Madero, quien intentaba conducir una transición hacia formas políticas
modernas y mitigar los abismos sociales que caracterizaban al país. El
golpe, preparado por la combinación de los ambiciones de los políticos
porfiristas y los latifundistas representados en el Senado, y por el
embajador de Estados Unidos en representación de sus mezquinos intereses
particulares y de los de la muy poderosa Standard Oil Company (a cuyas
hijas el actual gobierno pretende devolver sus fueros, olvidando su
pasado y su presente), abrió la puerta a la revolución que liquidaría
las instituciones y la clase política forjadas durante el porfiriato. Y
si a lo anterior –a la breve y casi incruenta rebelión maderista–
también lo llamamos revolución es porque el propio Madero así la llamó,
como
revolucionesse llamaba a los cambios de gobierno, motines y asonadas del siglo XIX mexicano.
La rebelión que siguió al cuartelazo empezó al mismo tiempo en muchos
lugares, desde que se supo la caída de Madero. Fue una reacción
colectiva de dignidad que de alguna manera fue articulando el gobernador
de Coahuila, Venustiano Carranza. Esta reacción adquirió diversas
expresiones, una de las cuales dio vida a la División del Norte en
septiembre. Los soldados de ese ejército eran voluntarios entusiastas
que peleaban –según sus propios testimonios– por la democracia y la
libertad (y expresaban con claridad lo que entendían por la primera, sea
lo que fuese lo que entendían por
libertad), así como por la justicia, que se manifestaba en primer término en la exigencia de la redistribución de la riqueza, empezando por la propiedad de la tierra. Sus jefes habían surgido de las filas del pueblo y muchos habían sido electos por los propios soldados.
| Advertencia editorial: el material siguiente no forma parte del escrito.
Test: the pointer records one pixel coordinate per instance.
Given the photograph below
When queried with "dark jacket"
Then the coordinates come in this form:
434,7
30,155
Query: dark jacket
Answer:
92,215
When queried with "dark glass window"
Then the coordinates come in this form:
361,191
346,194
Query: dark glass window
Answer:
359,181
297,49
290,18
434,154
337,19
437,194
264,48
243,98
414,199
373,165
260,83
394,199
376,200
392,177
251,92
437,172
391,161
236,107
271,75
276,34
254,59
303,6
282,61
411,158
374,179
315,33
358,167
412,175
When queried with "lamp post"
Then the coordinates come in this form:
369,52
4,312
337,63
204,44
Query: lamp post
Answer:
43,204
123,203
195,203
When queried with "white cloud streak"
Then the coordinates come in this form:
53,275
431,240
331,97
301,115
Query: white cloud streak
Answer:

Ese ejército revolucionario conquistó el estado de Chihuahua en
diciembre de 1913. De inmediato, su jefe, Francisco Villa, expropió a la
oligarquía sus propiedades, poniéndolas al servicio de la revolución.
Eso le permitió financiar un novedoso experimento social (que incluyó la
puesta en marcha de numerosas escuelas) y convertir a los guerrilleros
que se habían puesto a sus órdenes en un poderoso ejército, al frente
del cual avanzó hacia el sur en la primavera de 1914. Su objetivo eran
las ciudades de La Laguna, donde se había hecho fuerte un poderoso
contingente del ejército federal.
Entre el 20 de marzo y el 13 de abril los villistas
combatieron sin descanso en una larga batalla de posiciones que pasó a
la historia con el nombre de Batalla de Torreón y Batalla de San Pedro
de las Colonias, aunque en realidad se trató de una sola acción de
armas. En esos cruentos combates, los villistas derrotaron en el campo
de batalla a los mejores comandantes del ejército federal y destruyeron
dos poderosas divisiones que sumaban más de 22 mil soldados: la mayor
concentración de hombres y poder de fuego hecha por el antiguo régimen
para resistir a la Revolución.
Esa fue la más sangrienta de las batallas libradas hasta entonces, en
toda la Revolución, y la más importante, en términos militares, de la
lucha contra el antiguo régimen. Los villistas tuvieron más de 2 mil
muertos y otros tantos heridos. Los federales contarían más de 12 mil
bajas entre muertos, heridos y prisioneros. Se trató de una verdadera
batalla de posiciones librada contra un enemigo fogueado, conducido por
jefes capaces y celosos de su deber, que, dejó numerosas lecciones que
los revolucionarios supieron aprovechar.
Una primera observación de carácter militar muestra que Pancho Villa
era capaz de movilizar grandes contingentes con pesada impedimenta con
rapidez y sigilo, como movía antaño a sus ágiles columnas guerrilleras.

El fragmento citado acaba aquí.